July 19, 2011
The NSW government should consider reducing crowding on public transport by restricting non-workers’ concession fare use to off-peak hours, according to a noted transport academic.
University of Sydney’s Chair of Public Transport Corinne Mulley says Sydney’s public transport in the peak is crowded and struggles to provide capacity for all the people who want to use it.
“The NSW government allows those on concessions to travel on all services without facing time restrictions,” Mulley says.
“We should be clear about why non-workers’ concessions are offered and the impact this might have on usage of the public transport system.”
Mulley suggests one argument for public transport non-workers’ concessions is to offer a cheaper price to those who might not otherwise travel.
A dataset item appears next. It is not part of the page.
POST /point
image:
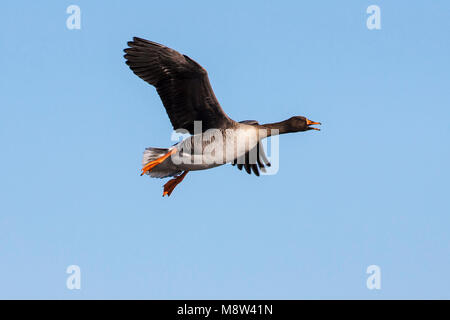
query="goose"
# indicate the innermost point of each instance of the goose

“This ‘elasticity of demand’ argument is best served by restricting non-workers’ concession fares to off-peak times to even out demand over the day, and allowing concession holders to travel when demand for buses, trains and ferries isn’t at its peak, when others are commuting,” she says.
“Allowing non-workers’ concession ticket holders access to public transport at all times doesn’t offer a disincentive for them to travel at rush hour, when they compete for seats with those paying a higher price.”
Mulley says concession travellers who move from the peak to the off-peak increase capacity for those who have to travel in peak hour.
“On a bus, each extra seat increases capacity by about two per cent,” she says.
Mulley says the practice is common in other countries.
“Free local bus travel for older people in the UK is restricted to after 9.30am and in Singapore concessions for older people are more restrictive, with no travel in either the morning or evening weekday peaks.
She says elsewhere in Australia, such as in Western Australia and South Australia, older people travel for free during the off-peak.
Mulley says crowding on public transport in the peak is a big issue in Sydney
“It takes a long time and considerable funding to put additional capacity in place,” she says.
“We don’t have the evidence to know how much – if at all – non-workers’ concession ticket holders add to crowding on public transport, but capacity and crowding issues have been so much discussed recently the role of concession fares warrants a debate.“
Mulley says the debate would also need to consider the legitimate, social, reasons for discounted concession fares.
“Society must provide accessibility to those on limited incomes, such as the elderly, but this needs to be balanced by an understanding of the costs of providing peak capacity and the impacts of crowding on public transport use.”